Schicksale von Menschen wie du und ich

So erzählt die von Nina Willburger kuratierte Ausstellung manches Schicksal aus dem prallen Leben vor fast zweitausend Jahren, in dem die Menschen im Grunde wie du und ich waren. Zumindest zeigen die Trierer Porträts aus der Zeit zwischen dem ersten und dritten Jahrhundert Gesichter, wie man sie auch heute noch finden könnte: Frauen, Männer und Kinder, die eine mit tiefen Falten um den Mund, der andere mit Gaumenspalte.

Dennoch fordert die Ausstellung einiges von ihren Besuchern ab und ist sehr textlastig. Vieles will eben erklärt sein – ob es um die Duoviri und den Rat der Decuriones geht oder um die verschiedenen Verwaltungsformen. So durfte sich eine Siedlung unabhängig von der Bevölkerungszahl nur dann Stadt nennen, wenn sie vom Kaiser die Stadtrechte erhielt. Auf langen Texttafeln werden die Hintergründe zu Colonia Augusta Treverorum, dem heutigen Trier erläutert oder zu Köngen, das damals Vicus Grinario hieß. Bei vielen Ausstellungsstücken spielt Schrift eine zentrale Rolle, die in Sockel und Steintafeln eingemeißelt wurde – und auch auf einem Relief eines Monuments aus Trier hält einer der beiden dargestellten Männer selbstverständlich eine Schriftrolle in der Hand.

Der normale Mensch trug einen Kapuzenmantel aus Wolle

Bei der kleinen Bronzefigur aus dem dritten Jahrhundert erkennt man aber auf Anhieb, wie sich das normale Volk hierzulande kleidete: nicht mit Toga, sondern die typisch keltische Tracht bestand aus Gamaschen, Schnürschuhen und einem Kapuzenmantel aus dicker Wolle.

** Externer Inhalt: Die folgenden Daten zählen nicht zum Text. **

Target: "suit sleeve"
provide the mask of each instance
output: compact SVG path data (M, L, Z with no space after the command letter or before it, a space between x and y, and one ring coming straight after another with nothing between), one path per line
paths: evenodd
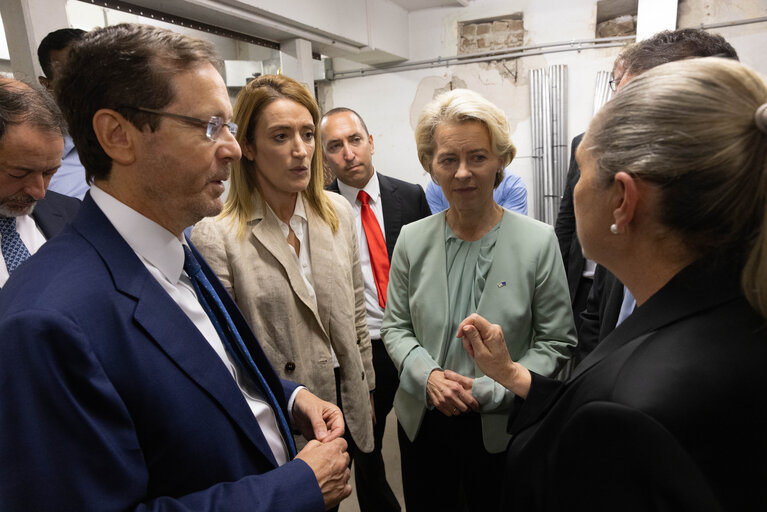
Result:
M203 219L192 229L190 239L202 254L210 268L216 273L216 277L224 285L224 288L237 301L237 291L234 289L234 273L226 253L226 240L224 240L223 226L220 221Z
M351 220L353 215L351 207L343 200L348 216ZM368 331L367 310L365 308L365 282L362 279L362 267L360 266L360 251L354 222L346 223L346 238L352 246L349 265L352 269L352 284L354 286L354 328L357 331L357 347L362 358L362 367L365 369L368 390L373 391L376 387L375 370L373 369L373 346L370 343L370 331Z
M130 406L79 326L27 310L0 330L4 510L323 510L301 460L187 495L150 497L150 461Z
M577 341L556 238L551 227L546 229L548 237L537 262L530 304L533 339L530 348L517 362L531 372L553 376L570 359ZM487 376L474 380L472 394L482 404L482 412L507 409L514 398L509 390Z
M415 336L410 309L408 227L402 229L394 247L381 335L386 351L399 371L400 388L427 404L426 383L431 372L440 366Z
M578 168L578 162L575 161L575 150L581 142L581 137L575 137L570 147L570 167L567 170L567 179L565 181L565 190L562 194L562 202L559 203L559 214L554 224L554 231L559 240L559 250L562 253L562 260L567 268L567 260L570 252L570 242L575 236L575 210L573 208L573 189L578 179L581 177L581 170Z
M599 343L599 327L601 325L600 302L605 286L605 272L602 265L594 270L594 283L586 299L586 309L581 312L581 325L578 330L578 348L576 350L576 365L591 353Z
M518 361L541 375L559 371L577 344L565 270L559 261L556 238L549 233L535 275L532 345Z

In erster Linie erzählt „Ein Traum von Rom“ aber von den Mächtigen und Reichen, von der Oberschicht, die sich in ihren Villen herrliche Dekorationen leisten konnte wie das Bodenmosaik mit Bacchus, dessen Wagen von Tigern gezogen wird. Ein Wunder, dass das Mosaik aus dem dritten Jahrhundert erhalten geblieben ist, denn mit dem Niedergang des römischen Reiches hatte auch hierzulande der Traum von Rom ein Ende. Wandverkleidungen aus Marmor wurden zu Grabdeckeln umfunktioniert, während man die Statuen der eitlen Bürger in den Kalkbrennofen schob und als Baumaterial verwendete.

Ausstellung: Bis 12. April 2015, geöffnet dienstags bis sonntags, 10 bis 17 Uhr. Der Katalog kostet 24,90 Euro.